Could Babywoman have been a bigger success had she made a more conventional pop album? Probably so. But Campbell has never been one to make comprises. Instead she made an album that fused different sounds; pop, hip and R&B. Maybe it was a sign she hadn’t yet discovered her musical identity. But it was a bold and daring choice, that whilst may not have given her the commercial success she desired, certainly made for interesting listening.
The album artwork doesn’t suggest the kind of glitz and glamour you would expect from one of the world’s top models. Gone are the catwalks you’d expect, instead opting for a photo of her sat on a toilet, shaving her legs. The first of many bold choices for the album.
Lead single Love & Tears deserved to be much bigger a hit than it was. But undeterred, the album was released on Epic as planned. She got some big guns involved in the production of the album. Producers such as Youth and P.M Dawn should have heped with the album’s credibility. Tim Simemon of Bomb The Bass fame also gets involved on a couple of tracks. This is the man who a few years previously had launched the career of Neneh Cherry, as well as producing some of the late eighties most influential dance hits.
The second single wasn’t even as big as the first. Her cover of Gavin Friday’s I Want To Live is mixed by legendary producer Ben Liebrand. Ben fucking Liebrand! the man responsible for remixing Jeff Wayne’s Eve Of The War. He did an awesome job too. It’s dramatic and over the top, yet extremely emotive. It encapsulates the trance and club tunes that were filling both the charts and dance floors at the time.

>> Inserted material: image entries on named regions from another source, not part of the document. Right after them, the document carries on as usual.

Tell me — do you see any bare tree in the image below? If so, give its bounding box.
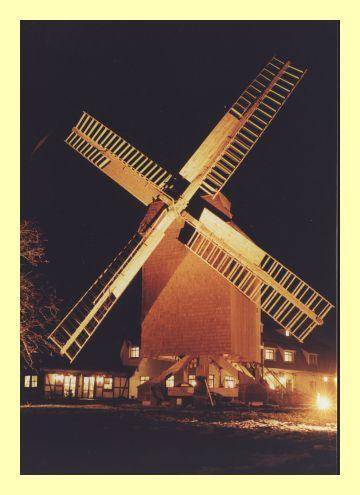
[20,220,59,366]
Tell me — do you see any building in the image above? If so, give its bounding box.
[22,194,336,403]
[263,329,337,402]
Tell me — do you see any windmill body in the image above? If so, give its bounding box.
[141,196,261,363]
[50,57,332,398]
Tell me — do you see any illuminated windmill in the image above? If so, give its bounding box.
[50,57,333,361]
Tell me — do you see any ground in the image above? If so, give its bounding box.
[21,404,337,474]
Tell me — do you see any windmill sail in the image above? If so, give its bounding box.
[180,57,306,196]
[65,112,178,205]
[183,210,333,341]
[49,203,178,362]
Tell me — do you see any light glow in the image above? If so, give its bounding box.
[316,394,331,411]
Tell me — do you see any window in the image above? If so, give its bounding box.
[166,375,175,388]
[225,376,235,388]
[189,375,196,387]
[284,351,294,363]
[129,347,140,358]
[104,376,113,390]
[189,358,198,369]
[309,354,317,366]
[265,349,275,361]
[96,375,104,387]
[208,375,215,388]
[24,375,37,388]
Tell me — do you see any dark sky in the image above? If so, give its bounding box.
[21,21,339,364]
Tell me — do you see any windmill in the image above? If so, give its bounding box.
[49,56,333,376]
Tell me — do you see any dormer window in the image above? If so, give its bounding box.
[309,354,317,366]
[129,346,140,358]
[284,351,295,363]
[265,348,275,361]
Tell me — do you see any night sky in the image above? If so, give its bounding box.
[21,21,338,364]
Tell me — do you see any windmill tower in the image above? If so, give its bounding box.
[50,57,332,396]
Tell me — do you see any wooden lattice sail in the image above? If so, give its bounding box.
[49,209,177,361]
[180,57,306,196]
[183,209,333,341]
[65,112,177,205]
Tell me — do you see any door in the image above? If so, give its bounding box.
[82,376,95,399]
[64,375,76,397]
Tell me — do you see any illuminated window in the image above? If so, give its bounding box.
[96,375,104,387]
[284,351,294,363]
[129,347,140,358]
[265,349,275,361]
[309,354,317,366]
[189,375,196,387]
[104,376,113,390]
[166,375,175,388]
[54,373,64,385]
[310,380,316,392]
[24,375,37,388]
[208,375,215,388]
[225,376,235,388]
[189,358,198,368]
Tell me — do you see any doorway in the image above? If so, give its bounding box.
[64,375,76,397]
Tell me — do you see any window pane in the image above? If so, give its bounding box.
[225,376,235,388]
[284,351,294,362]
[265,349,275,361]
[130,347,140,358]
[166,376,175,388]
[189,375,196,387]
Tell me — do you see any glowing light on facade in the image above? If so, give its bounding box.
[316,394,331,411]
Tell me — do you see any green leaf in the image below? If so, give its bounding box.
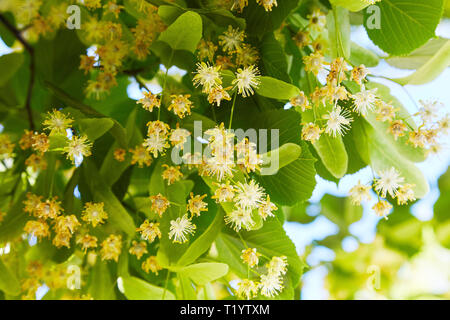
[302,105,348,178]
[0,53,23,87]
[45,81,127,148]
[78,118,114,141]
[216,219,304,287]
[364,0,443,55]
[177,262,228,286]
[327,7,351,59]
[121,277,175,300]
[366,82,426,162]
[393,40,450,85]
[100,108,142,186]
[0,259,21,296]
[177,210,224,266]
[256,76,300,100]
[83,159,136,237]
[158,11,202,53]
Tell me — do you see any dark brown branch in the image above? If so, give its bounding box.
[0,14,35,131]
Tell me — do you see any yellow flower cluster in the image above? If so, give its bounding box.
[349,167,416,219]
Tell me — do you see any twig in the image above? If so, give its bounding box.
[0,14,35,131]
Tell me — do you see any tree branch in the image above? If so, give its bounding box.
[0,14,35,131]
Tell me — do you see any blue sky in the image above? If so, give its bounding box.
[0,20,450,299]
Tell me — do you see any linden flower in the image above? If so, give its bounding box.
[81,202,108,228]
[231,65,261,98]
[230,0,248,12]
[103,0,124,19]
[323,106,353,137]
[31,133,50,153]
[77,234,97,253]
[417,100,442,122]
[324,84,348,104]
[187,192,208,218]
[216,56,234,70]
[303,52,324,76]
[438,114,450,134]
[142,133,170,158]
[211,181,234,203]
[136,92,161,112]
[36,199,63,219]
[349,181,371,205]
[79,54,96,74]
[302,122,323,143]
[54,215,81,234]
[208,85,231,107]
[142,256,162,275]
[388,120,407,140]
[162,164,183,186]
[0,211,6,224]
[42,109,74,136]
[236,279,258,300]
[169,214,197,243]
[376,100,395,122]
[350,64,369,85]
[25,153,47,171]
[219,26,245,52]
[23,192,42,217]
[169,124,191,150]
[307,9,327,32]
[23,221,50,239]
[258,195,278,220]
[114,148,127,162]
[372,200,392,219]
[100,234,122,262]
[129,240,148,260]
[63,136,92,163]
[397,183,416,205]
[259,274,283,298]
[289,91,311,112]
[225,208,255,232]
[167,94,192,119]
[375,168,404,198]
[266,256,288,276]
[351,88,377,116]
[256,0,278,11]
[130,146,152,168]
[193,62,222,93]
[241,248,261,268]
[83,0,102,10]
[136,220,161,242]
[203,155,235,181]
[150,193,170,217]
[234,180,264,210]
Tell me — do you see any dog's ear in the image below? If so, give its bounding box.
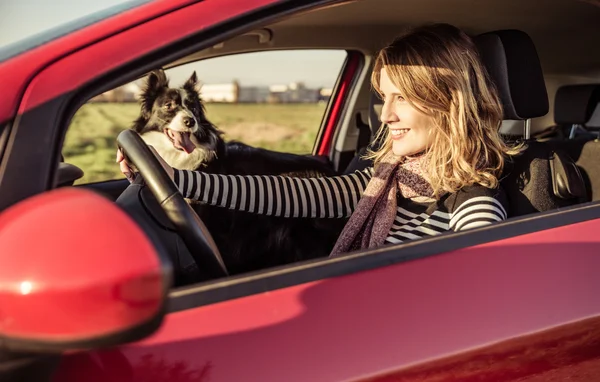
[183,70,198,92]
[140,69,169,119]
[146,69,169,89]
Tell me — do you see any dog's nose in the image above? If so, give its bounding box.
[183,117,196,127]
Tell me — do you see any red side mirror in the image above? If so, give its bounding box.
[0,188,172,351]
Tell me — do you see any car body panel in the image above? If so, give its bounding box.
[0,0,199,121]
[55,220,600,382]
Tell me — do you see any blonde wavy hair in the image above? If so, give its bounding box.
[366,24,521,197]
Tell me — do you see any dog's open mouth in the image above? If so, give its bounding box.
[164,128,196,154]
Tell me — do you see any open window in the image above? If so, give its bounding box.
[62,50,347,184]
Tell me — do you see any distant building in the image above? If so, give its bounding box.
[90,81,331,103]
[200,81,269,103]
[89,82,140,102]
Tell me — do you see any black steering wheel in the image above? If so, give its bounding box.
[117,130,228,278]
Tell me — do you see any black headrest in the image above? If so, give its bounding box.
[474,30,549,120]
[554,84,600,125]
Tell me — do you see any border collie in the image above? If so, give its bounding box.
[133,70,345,274]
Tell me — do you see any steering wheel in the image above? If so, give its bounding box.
[117,130,228,278]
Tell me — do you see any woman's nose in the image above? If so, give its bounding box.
[379,101,398,123]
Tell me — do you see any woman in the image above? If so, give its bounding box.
[117,24,518,256]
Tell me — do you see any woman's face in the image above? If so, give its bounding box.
[379,67,433,156]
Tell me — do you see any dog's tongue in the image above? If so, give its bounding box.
[169,129,196,154]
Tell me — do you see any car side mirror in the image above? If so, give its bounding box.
[0,188,172,353]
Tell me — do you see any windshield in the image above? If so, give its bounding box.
[0,0,151,62]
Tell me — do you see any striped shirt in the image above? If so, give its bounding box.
[175,167,507,243]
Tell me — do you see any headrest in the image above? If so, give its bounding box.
[474,30,549,120]
[554,84,600,126]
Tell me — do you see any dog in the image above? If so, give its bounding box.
[132,70,345,274]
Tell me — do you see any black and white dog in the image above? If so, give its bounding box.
[133,70,345,274]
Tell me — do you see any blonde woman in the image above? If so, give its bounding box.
[118,24,515,256]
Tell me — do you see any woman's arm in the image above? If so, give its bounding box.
[174,168,372,218]
[450,195,507,231]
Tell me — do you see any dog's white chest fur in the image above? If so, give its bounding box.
[141,131,213,170]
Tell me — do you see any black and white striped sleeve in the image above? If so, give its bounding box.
[175,168,373,218]
[450,196,506,231]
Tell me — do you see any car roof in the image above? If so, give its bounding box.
[172,0,600,76]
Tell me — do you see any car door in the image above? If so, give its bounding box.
[0,0,600,381]
[59,47,362,200]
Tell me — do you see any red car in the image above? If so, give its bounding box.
[0,0,600,382]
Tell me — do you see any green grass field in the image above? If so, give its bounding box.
[63,103,326,184]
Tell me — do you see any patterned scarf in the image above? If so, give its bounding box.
[329,152,433,257]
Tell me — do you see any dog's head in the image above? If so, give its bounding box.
[133,70,222,168]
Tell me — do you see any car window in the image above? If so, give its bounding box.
[62,50,347,184]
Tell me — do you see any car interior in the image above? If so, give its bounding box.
[57,0,600,285]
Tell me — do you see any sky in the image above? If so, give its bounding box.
[0,0,345,87]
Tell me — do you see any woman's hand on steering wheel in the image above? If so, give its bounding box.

A popular song at the time, as Oakenfold and Osbourne project, Grace also recorded the song (with similar production styles) and went one step further by taking the song into the top thirty.
There are a few more well placed covers. Taking on songs by such well loved bands as T-Rex can often be dangerous. Campbell’s version of their classic Ride A White Swan has a chilled out, hippy-esque vibe that maintains the feel of the original.
Huge 90’s dance hit Sunshine On A Rainy Day, originally by one hit wonder Zoe was another well known song that Campbell decided to tackle. Yet again, it doesn’t change things up too much from the original, but is a welcome singalong song to close proceedings.
Had the radio stations got behind Naomi Campbell as a singer, then maybe she’d have had more of a chance. Clearly there was never going to be a second album, which is a shame. There’s a lot of good stuff on Babywoman and it would have been interesting to see where she would have gone next as an artist. This debut feels like she was finding her feet and experimenting with different sounds and producers.
The album certainly didn’t deserve the slaying it received. But she gave it a good go and no doubt when she looks back, she has an album to her name she can be proud of.